Truly, we cannot name Hashem.  Hashem transcends all descriptions and names we may use.  No label can ever be put on Him.  However, the ‘names’ of G-d we use (and He has numerous) are simply how we refer to an aspect or action of Hashem we are trying to understand and communicate with.  (For example, Hashem’s name “Elokim”, reflects Hashem’s strict ‘side’, the part of Hashem Who may judge us severely [Elokim meaning “judges” when not referring to Hashem].)

The brilliant scholar and commentator, the Shadal expounds upon the verses, and the intriguing details by which Hashem revealed Himself to our forefathers:

 “The Avos knew Hashem as Keil Shakkai, the Almighty G-d, for this is the aspect in which He revealed Himself, and communicated with them.  They recognized Hashem, and especially connected to Him, in times of salvation, such as when Avraham went into battle against the four enemy kings; when He prevented Yitzchak from being sacrificed during the Akeida; and Yaakov when he lived in the treacherous Lavan’s house.  Keil Shakkai, is Hashem conducting salvations, and causing miracles to occur.  All their life, they understood Hashem’s goodness, and the truth and wisdom in everything He does.

But later on, the Bnei Yisroel, the descendants of the Avos, suffered greatly at the hands of the cruel Egyptians, and the barbarically difficult labor they enslaved them with.

Moshe asks Hashem, ‘Why have you let this people come to suffer?!’  Hashem answers him here, in the above verses, especially verse 2:  He responds “Ani Hashem – I am ‘Havayah'”.  And Hashem continues to explain:  ‘Why have I let My people suffer?  I have a pure and true reason for all of My doings.  This Name that I have revealed Myself to you by, my four-letter name Havayah, is a deeper reflection of My greater essence, even greater than Keil Shakkai as I revealed myself to your forefathers!  And from this four-letter name, emanates all that is to befall the universe, good and bad alike.  This is the true Me– I am the Source of everything!

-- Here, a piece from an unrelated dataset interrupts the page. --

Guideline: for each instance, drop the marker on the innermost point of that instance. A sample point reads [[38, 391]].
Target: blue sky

The Shadal explains further:

“Hashem told Moshe that His name, ‘Havayah’ connotes ‘One Who is true to fulfill His words’.  Hashem swore to the Avos that their children would not forever be enslaved, and that we will possess true freedom, in our own land.  That we would merit to be redeemed from our exile, once and for all.

The Avos didn’t know Hashem as ‘One Who is true to fulfill His words’, not because they didn’t have bitachon in Hashem, but because these promises weren’t fulfilled in their lifetimes.”

Maybe Hashem was giving Moshe an even deeper message, that we must delve even further into His explanations to find.  Maybe Hashem’s conversation with Moshe is crying out a message for us today:

To be truly free, and to merit geulah, we need to first understand that everything in life, comes from the same Ultimate Source.  Our greatest pains, sorrows, and nisyonos, are sent from the same place as the moments of our greatest joy.  It all comes from Hashem.

This is very inspiring, in light of the tragedy that has just occurred.  We have experienced great sorrow at Thalia’s untimely death.. but our greatest nechama is understanding it comes from the Single, Holy, Wise, and Loving Source.  Hashem will fulfill his promise to our forebears!  And at that time, when the Dawn of Moshiach Rises, we’ll be with our loved ones once again, and we will recognize Hashem, ‘Havayah’, in His greatest, most obvious essence.